The prime minister has also backed a hydroelectric dam and natural gas project favored by British Columbia Premier Christy Clark, as any quid-pro-quo support from her for Kinder Morgan’s Trans Mountain project would help him claim consensus ahead of the Dec. 19 deadline for a decision by the Trudeau cabinet. However, opposition from Vancouver’s mayor, indigenous communities and environmentalists will test Trudeau's resolve to approve the pipeline and defend the decision against a likely court challenge.

 

“You could interpret all these signs as part of a grand design to make construction of one or two pipelines possible,” said Tom Flanagan, a former adviser to Stephen Harper, Trudeau’s predecessor. “Let’s hope he has the stomach to see it through if the opposition continues after the announcement of cabinet approval, because I think it will.” Trudeau and his officials regularly stress Canada’s need to get its resources to tidewater.
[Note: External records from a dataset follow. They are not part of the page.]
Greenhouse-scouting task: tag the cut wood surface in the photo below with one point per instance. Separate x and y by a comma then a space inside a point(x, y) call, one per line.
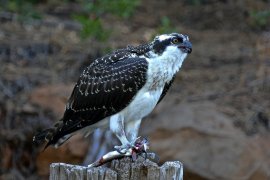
point(119, 169)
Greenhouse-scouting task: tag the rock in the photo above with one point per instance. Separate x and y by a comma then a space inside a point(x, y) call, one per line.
point(207, 142)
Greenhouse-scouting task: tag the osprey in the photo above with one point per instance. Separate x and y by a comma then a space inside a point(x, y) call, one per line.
point(119, 89)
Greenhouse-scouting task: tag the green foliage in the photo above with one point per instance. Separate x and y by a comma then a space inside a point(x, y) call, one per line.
point(165, 26)
point(91, 27)
point(260, 18)
point(121, 8)
point(24, 8)
point(95, 9)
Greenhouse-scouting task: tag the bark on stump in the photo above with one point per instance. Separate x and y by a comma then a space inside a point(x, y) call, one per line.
point(119, 169)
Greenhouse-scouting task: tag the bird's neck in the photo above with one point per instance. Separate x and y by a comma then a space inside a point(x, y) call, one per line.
point(165, 66)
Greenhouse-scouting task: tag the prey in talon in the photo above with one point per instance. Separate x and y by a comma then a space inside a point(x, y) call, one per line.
point(118, 90)
point(141, 146)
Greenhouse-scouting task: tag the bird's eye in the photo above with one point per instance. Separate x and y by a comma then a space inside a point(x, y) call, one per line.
point(175, 41)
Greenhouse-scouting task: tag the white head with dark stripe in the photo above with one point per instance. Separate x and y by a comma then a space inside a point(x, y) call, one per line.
point(174, 40)
point(170, 50)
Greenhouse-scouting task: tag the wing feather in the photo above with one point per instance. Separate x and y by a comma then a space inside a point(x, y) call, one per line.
point(102, 90)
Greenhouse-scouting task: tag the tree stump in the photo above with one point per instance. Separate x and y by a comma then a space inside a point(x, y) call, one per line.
point(119, 169)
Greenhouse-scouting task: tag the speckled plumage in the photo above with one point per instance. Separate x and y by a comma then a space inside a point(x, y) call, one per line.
point(124, 85)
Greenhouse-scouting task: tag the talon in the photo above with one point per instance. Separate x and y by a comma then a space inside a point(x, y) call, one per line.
point(123, 149)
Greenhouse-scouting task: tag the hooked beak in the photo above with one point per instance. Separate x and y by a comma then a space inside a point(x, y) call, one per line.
point(186, 47)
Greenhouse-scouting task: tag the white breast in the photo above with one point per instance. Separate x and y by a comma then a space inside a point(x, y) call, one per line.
point(161, 69)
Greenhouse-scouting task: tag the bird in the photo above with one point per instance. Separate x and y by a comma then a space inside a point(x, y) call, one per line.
point(118, 90)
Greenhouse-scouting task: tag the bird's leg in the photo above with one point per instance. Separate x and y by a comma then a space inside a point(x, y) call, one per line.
point(132, 129)
point(139, 145)
point(117, 127)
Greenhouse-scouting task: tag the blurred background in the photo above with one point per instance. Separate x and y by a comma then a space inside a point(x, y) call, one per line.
point(215, 118)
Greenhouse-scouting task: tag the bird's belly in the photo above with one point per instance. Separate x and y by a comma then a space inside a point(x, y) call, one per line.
point(143, 103)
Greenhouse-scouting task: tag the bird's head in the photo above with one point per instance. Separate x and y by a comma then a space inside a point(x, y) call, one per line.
point(173, 42)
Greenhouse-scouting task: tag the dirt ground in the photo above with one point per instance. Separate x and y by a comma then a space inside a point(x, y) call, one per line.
point(229, 66)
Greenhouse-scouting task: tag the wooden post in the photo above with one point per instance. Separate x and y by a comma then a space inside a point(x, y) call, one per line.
point(119, 169)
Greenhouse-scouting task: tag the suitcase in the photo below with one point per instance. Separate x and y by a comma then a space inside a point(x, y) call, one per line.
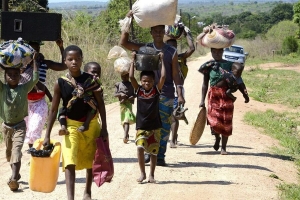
point(30, 26)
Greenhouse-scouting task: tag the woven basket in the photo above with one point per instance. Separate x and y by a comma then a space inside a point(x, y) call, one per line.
point(198, 127)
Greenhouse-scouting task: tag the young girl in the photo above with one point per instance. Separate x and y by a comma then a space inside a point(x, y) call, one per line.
point(78, 149)
point(148, 122)
point(13, 108)
point(125, 92)
point(92, 68)
point(37, 105)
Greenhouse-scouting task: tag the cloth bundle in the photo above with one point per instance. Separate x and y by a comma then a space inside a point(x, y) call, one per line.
point(15, 54)
point(151, 13)
point(216, 36)
point(122, 63)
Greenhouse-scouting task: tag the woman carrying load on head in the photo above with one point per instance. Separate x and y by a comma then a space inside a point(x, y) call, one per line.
point(220, 106)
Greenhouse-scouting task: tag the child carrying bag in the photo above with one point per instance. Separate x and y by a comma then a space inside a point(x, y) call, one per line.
point(103, 168)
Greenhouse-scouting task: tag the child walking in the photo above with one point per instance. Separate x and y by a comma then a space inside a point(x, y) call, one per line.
point(92, 68)
point(232, 79)
point(148, 122)
point(13, 107)
point(125, 92)
point(78, 149)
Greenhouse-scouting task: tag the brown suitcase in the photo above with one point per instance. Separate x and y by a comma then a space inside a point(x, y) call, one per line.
point(30, 26)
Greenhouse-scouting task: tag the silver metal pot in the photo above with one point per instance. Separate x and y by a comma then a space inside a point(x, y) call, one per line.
point(146, 62)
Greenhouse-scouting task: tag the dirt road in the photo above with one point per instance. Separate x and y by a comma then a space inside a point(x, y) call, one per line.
point(193, 172)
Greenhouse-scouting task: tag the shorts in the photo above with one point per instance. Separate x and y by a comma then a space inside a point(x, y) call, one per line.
point(14, 137)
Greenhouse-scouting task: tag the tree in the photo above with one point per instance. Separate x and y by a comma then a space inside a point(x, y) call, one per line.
point(296, 17)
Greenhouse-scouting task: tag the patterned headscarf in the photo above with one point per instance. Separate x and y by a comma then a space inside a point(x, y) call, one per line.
point(15, 54)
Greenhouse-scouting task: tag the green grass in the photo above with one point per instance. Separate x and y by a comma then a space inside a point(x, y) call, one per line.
point(277, 86)
point(273, 86)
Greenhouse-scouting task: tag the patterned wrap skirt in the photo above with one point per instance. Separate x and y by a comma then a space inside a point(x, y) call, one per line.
point(127, 116)
point(220, 111)
point(148, 140)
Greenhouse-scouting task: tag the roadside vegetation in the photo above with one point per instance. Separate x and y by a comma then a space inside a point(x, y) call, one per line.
point(277, 42)
point(280, 87)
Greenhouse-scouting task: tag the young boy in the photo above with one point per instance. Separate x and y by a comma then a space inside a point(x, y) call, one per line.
point(125, 92)
point(148, 121)
point(233, 79)
point(13, 109)
point(78, 149)
point(92, 68)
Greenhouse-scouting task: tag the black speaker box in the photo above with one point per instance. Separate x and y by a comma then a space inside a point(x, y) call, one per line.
point(30, 26)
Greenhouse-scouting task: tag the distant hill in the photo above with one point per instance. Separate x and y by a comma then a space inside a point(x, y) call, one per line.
point(94, 5)
point(76, 4)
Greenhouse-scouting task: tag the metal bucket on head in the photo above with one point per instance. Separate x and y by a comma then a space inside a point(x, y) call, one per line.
point(147, 59)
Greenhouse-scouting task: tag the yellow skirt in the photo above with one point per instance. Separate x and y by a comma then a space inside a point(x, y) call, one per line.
point(79, 148)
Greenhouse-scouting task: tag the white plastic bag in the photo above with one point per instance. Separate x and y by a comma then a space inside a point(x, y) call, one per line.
point(122, 65)
point(117, 52)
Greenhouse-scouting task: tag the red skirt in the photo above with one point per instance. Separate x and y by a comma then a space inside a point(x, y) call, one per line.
point(220, 111)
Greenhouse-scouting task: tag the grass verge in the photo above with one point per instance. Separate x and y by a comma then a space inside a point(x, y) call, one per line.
point(274, 86)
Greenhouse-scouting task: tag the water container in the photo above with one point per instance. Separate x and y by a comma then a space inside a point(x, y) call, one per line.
point(44, 170)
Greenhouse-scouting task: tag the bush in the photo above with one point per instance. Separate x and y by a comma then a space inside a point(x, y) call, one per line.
point(289, 45)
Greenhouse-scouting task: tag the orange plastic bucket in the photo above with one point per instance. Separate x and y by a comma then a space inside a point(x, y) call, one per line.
point(44, 170)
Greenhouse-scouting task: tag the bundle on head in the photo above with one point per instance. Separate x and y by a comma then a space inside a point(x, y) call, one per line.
point(15, 54)
point(216, 36)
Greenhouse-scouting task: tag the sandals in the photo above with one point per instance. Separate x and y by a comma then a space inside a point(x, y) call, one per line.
point(13, 185)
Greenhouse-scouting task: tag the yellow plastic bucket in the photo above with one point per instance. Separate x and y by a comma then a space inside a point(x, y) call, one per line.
point(44, 170)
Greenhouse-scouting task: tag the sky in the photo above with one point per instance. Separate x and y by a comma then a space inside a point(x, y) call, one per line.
point(56, 1)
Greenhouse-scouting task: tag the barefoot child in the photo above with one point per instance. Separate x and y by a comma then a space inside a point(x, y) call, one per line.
point(78, 149)
point(92, 68)
point(13, 106)
point(125, 92)
point(148, 122)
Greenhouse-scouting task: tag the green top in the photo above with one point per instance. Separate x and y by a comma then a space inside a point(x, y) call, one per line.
point(13, 102)
point(215, 76)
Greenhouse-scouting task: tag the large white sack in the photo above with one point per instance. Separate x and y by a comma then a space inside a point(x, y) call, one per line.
point(148, 13)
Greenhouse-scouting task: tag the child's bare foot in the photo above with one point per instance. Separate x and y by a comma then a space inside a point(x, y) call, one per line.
point(87, 196)
point(142, 178)
point(151, 179)
point(172, 144)
point(223, 152)
point(82, 129)
point(63, 131)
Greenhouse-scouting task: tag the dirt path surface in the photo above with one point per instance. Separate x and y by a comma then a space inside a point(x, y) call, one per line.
point(193, 172)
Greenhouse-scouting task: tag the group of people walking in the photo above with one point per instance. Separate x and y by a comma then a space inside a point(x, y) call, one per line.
point(82, 105)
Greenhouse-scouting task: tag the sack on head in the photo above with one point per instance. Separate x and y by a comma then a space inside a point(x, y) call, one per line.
point(15, 54)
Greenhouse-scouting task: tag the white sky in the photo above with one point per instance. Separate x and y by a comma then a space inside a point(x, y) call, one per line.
point(56, 1)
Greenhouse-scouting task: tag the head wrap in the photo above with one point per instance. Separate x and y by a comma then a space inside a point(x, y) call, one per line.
point(15, 54)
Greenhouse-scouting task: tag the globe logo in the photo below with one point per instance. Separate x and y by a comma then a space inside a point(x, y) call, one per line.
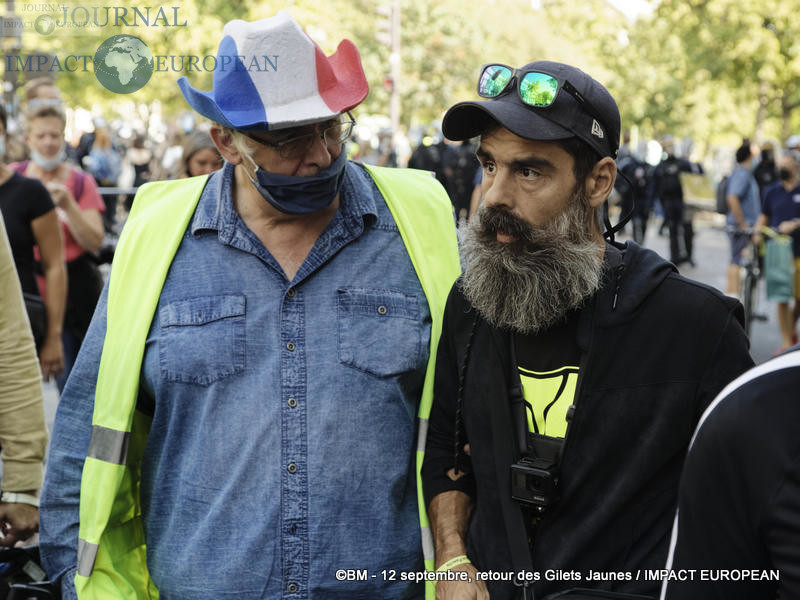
point(44, 24)
point(123, 64)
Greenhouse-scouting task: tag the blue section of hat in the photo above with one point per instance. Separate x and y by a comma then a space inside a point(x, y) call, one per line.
point(234, 100)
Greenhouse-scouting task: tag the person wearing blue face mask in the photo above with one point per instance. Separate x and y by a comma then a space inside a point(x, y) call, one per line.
point(243, 409)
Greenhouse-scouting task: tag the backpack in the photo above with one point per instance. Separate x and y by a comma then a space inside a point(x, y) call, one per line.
point(722, 195)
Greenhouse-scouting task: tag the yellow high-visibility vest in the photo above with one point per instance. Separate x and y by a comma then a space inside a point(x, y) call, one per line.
point(111, 546)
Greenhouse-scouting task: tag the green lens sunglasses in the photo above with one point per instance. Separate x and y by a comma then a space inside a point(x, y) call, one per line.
point(535, 88)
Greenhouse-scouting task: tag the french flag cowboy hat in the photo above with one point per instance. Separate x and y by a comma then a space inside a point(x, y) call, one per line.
point(270, 75)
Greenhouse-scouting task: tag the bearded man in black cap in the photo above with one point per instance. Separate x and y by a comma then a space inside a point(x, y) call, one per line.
point(571, 370)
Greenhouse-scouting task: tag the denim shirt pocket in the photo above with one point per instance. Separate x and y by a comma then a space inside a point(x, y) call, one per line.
point(202, 339)
point(379, 331)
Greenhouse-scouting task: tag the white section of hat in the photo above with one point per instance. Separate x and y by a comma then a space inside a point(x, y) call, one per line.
point(289, 93)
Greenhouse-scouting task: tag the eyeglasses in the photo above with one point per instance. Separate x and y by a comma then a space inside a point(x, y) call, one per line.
point(536, 89)
point(332, 133)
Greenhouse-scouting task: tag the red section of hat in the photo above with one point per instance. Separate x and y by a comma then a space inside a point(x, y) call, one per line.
point(340, 77)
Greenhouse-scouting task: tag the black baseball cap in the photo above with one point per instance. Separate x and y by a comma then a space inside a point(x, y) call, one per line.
point(566, 117)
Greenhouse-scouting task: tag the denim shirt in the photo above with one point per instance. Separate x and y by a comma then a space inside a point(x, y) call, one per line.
point(282, 443)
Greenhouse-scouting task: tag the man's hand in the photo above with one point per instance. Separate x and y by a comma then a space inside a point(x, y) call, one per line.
point(462, 590)
point(51, 357)
point(787, 227)
point(60, 194)
point(18, 522)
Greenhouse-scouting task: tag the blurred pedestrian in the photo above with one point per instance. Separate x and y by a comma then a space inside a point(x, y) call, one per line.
point(744, 206)
point(31, 221)
point(737, 519)
point(766, 172)
point(268, 328)
point(79, 208)
point(460, 171)
point(23, 436)
point(667, 187)
point(634, 197)
point(140, 157)
point(781, 212)
point(200, 155)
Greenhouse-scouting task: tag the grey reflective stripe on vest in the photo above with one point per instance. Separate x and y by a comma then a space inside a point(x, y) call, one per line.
point(422, 436)
point(87, 553)
point(109, 445)
point(427, 543)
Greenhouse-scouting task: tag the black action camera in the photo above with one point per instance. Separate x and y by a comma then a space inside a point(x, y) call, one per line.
point(534, 483)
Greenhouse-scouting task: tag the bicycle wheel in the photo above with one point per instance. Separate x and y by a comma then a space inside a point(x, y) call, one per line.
point(749, 300)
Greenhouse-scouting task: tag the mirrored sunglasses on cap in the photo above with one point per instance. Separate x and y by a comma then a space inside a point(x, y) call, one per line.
point(535, 88)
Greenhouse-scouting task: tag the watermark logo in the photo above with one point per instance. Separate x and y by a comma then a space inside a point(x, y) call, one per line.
point(75, 18)
point(123, 64)
point(44, 24)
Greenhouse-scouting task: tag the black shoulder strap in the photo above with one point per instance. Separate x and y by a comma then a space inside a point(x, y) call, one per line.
point(516, 529)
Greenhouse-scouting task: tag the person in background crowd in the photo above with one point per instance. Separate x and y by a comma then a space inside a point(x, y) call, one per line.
point(141, 157)
point(79, 208)
point(42, 91)
point(433, 157)
point(781, 211)
point(739, 504)
point(666, 186)
point(634, 197)
point(267, 337)
point(200, 155)
point(104, 164)
point(475, 200)
point(766, 173)
point(460, 176)
point(31, 220)
point(744, 206)
point(23, 436)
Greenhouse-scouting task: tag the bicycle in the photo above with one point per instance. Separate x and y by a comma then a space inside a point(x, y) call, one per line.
point(753, 271)
point(22, 577)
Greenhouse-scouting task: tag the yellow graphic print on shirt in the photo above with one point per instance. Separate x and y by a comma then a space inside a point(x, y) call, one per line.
point(550, 394)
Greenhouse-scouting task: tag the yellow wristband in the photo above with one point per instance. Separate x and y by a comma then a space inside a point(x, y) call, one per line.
point(453, 562)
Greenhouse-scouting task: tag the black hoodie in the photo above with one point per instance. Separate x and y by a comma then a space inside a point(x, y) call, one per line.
point(656, 348)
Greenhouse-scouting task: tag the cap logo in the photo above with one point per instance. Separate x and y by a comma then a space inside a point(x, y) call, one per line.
point(596, 129)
Expansion of Kinder Morgan’s pipeline from Alberta to the B.C. coast would move an additional 590,000 barrels a day down the 710-mile line to a shipping terminal.

 

 

 

IEA sees less Canadian oil production under climate change policies

 

(The Financial Post; Canada; Nov. 16) - The world’s thirst for oil will not diminish over the next few decades, but Canadian production will not grow as swiftly to meet that demand, said a new report by the International Energy Agency. The latest World Energy Outlook expects Canadian output to grow to 6.1 million barrels per day by 2040 if governments stick to their Paris agreement pledges — but that’s 1.5 million less than the IEA scenario that assumes no new international policies to fight climate change.

 

Over the past few years, the IEA has been steadily cutting its Canadian oil output forecast. Last year, the Paris-based agency estimated 2040 production primarily from the oil sands to grow to 6.8 million barrels per day — which was 600,000 barrels less than its 2014 forecast. Now, it’s looking like 6.1 million barrels. Despite the challenges, the Canadian oil and gas sector will remain an investment magnet, attracting $1.1 trillion over the next 24 years, the IEA said.

 

 

 

Analyst suggests $35 oil possible if OPEC cannot agree on cuts

 

(Bloomberg; Nov. 13) - OPEC members need to stop bickering over output curbs or risk the group becoming irrelevant to global oil markets, said an analyst who predicted the biggest price crash in a generation. It’s in the interest of all producers to reach a deal that’s aimed at stabilizing prices, which are 61 percent lower than their 2014-highs, said Gary Ross, executive chairman at PIRA Energy Group, now a part of S&P Global Platts.

 

A failure to implement an agreement could drag down crude to as low as $35 a barrel, while success at the group’s meeting later this month could push oil to $60. Crude slumped below $45 a barrel earlier this month amid concern over the ability of the Organization of Petroleum Exporting Countries to implement a deal to cut production for the first time in eight years.

 

Key members Iran and Iraq argue they should be exempt from output cuts. OPEC ministers will meet in Vienna on Nov. 30 to decide how to share the burden. “OPEC has to reach a deal to become relevant again,” Ross said. “Our view is that they will cut and I think when push comes to shove, they will collectively agree.” The International Energy Agency shared its own opinion Nov. 10, forecasting that prices may retreat amid “relentless global supply growth” unless OPEC enacts significant production cuts.